In daily life: dealing with the paranoid

At least once in your life you have come across it: it’s the paranoid. At work, at the gym, in the supermarket, among friends or even in the family. How to recognise it?

Living with a paranoid

A clue is provided by how you feel when you meet him: distrust and suspiciousness permeate the air.

The feeling is like walking on eggshells; you feel under scrutiny, breathing down your neck.

You feel oppressed by his mistrust, you would like to scowl, to free yourself once and for all from that tangle of tendentious questions in which you have got yourself into.

You begin to be elusive.

You hope to come out of it with vagueness, to escape from that relational claustrophobia.

But no.

Your answers become the object of analysis, meticulous of course.

At this point, your mind begins to long for deserted beaches where you can spend your remaining years.

You really can’t take it any more.

The irritation mounts and…tac…there’s your faux pas: now you too appear in his eyes as yet another one who wanted to screw him over.

And then that controlling, 41 bis-style urging gives way to aggression.

Now you no longer feel bridled, asphyxiated, but afraid. You represent the red rag in front of a charging bull.

Reacting peacefully and sympathetically in such a situation has the same difficulty coefficient as a quadruple somersault and a half reversal.

Like most living beings on this planet, you react by responding to the provocation or by walking away.

And there you have it, again the negative expectation of the paranoid confirmed.

The paranoid from the outside

Observing him more from a distance? As mentioned, you would notice suspiciousness, distrust and hostility permeating his relationships, you would see him reluctant to confide in or be intimate with others, guarded to the point of appearing ‘cold’, rational, lacking in affectionate feelings.

You would not see him or her with many friends around, because he or she strongly doubts their loyalty as well as being exaggeratedly suspicious of the fidelity of the partner, whom he or she therefore strongly controls.

Often rigid, critical, argumentative, angry, resentful and vindictive.

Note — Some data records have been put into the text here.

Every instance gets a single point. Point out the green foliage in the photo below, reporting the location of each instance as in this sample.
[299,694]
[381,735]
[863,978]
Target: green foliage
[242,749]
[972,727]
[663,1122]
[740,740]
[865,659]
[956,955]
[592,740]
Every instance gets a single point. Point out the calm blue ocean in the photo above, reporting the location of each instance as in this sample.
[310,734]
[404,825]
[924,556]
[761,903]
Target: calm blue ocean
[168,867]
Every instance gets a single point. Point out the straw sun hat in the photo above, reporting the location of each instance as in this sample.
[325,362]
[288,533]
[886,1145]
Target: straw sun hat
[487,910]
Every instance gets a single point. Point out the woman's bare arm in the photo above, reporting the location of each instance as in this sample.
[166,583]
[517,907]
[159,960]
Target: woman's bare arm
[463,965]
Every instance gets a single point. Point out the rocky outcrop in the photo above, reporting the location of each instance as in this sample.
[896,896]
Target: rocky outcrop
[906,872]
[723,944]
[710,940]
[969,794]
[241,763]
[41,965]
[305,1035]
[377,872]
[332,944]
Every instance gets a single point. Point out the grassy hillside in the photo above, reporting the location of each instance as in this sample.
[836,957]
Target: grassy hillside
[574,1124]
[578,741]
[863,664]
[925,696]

And to top it off, a brushstroke of touchiness and touchiness.

There, the picture is done.

References

Agnello, T., Fante, C., Pruneti, C. (2013). Paranoid personality disorder: new areas of research in diagnosis and treatment. Journal of Psychopathology, 19, 310-319.

American Psychiatric Association (2014). DSM-5: Manuale diagnostico e statistico dei disturbi mentali. Raffaello Cortina, Milano.

Benjamin, L. (1996). Interpersonal diagnosis and treatment of personality disorders. Second Edition. New York: Guilford.

Dimaggio, G., Montano, A., Popolo, R., Salvatore, G. (2013). Terapia metacognitiva interpersonale dei disturbi di personalità. Raffaello Cortina, Milano.

Dimaggio, G., Ottavi, P., Popolo, R., Salvatore, G. (2019). Corpo, immaginazione e cambiamento. Terapia metacognitiva interpersonale. Raffaello Cortina, Milano.

Dimaggio, G., Semerari, A. (2003). I disturbi di personalità. Modelli e trattamento. Editori Laterza, Bari-Roma.

Lobbestael, J., Arntz, A., Bernstein, D.P. (2010). Disentalgling the relationship between different types of childhood maltreatment and personality disorders. J Pers Disord, 24, 285-295.

Tyrka, A.R., Wyche, M.C., Kelly, M.M., et al. (2009). Childhood maltreatment and adult personality disorder symptoms: Influence of maltreatment type. Psychiatry Res, 165, 281-287.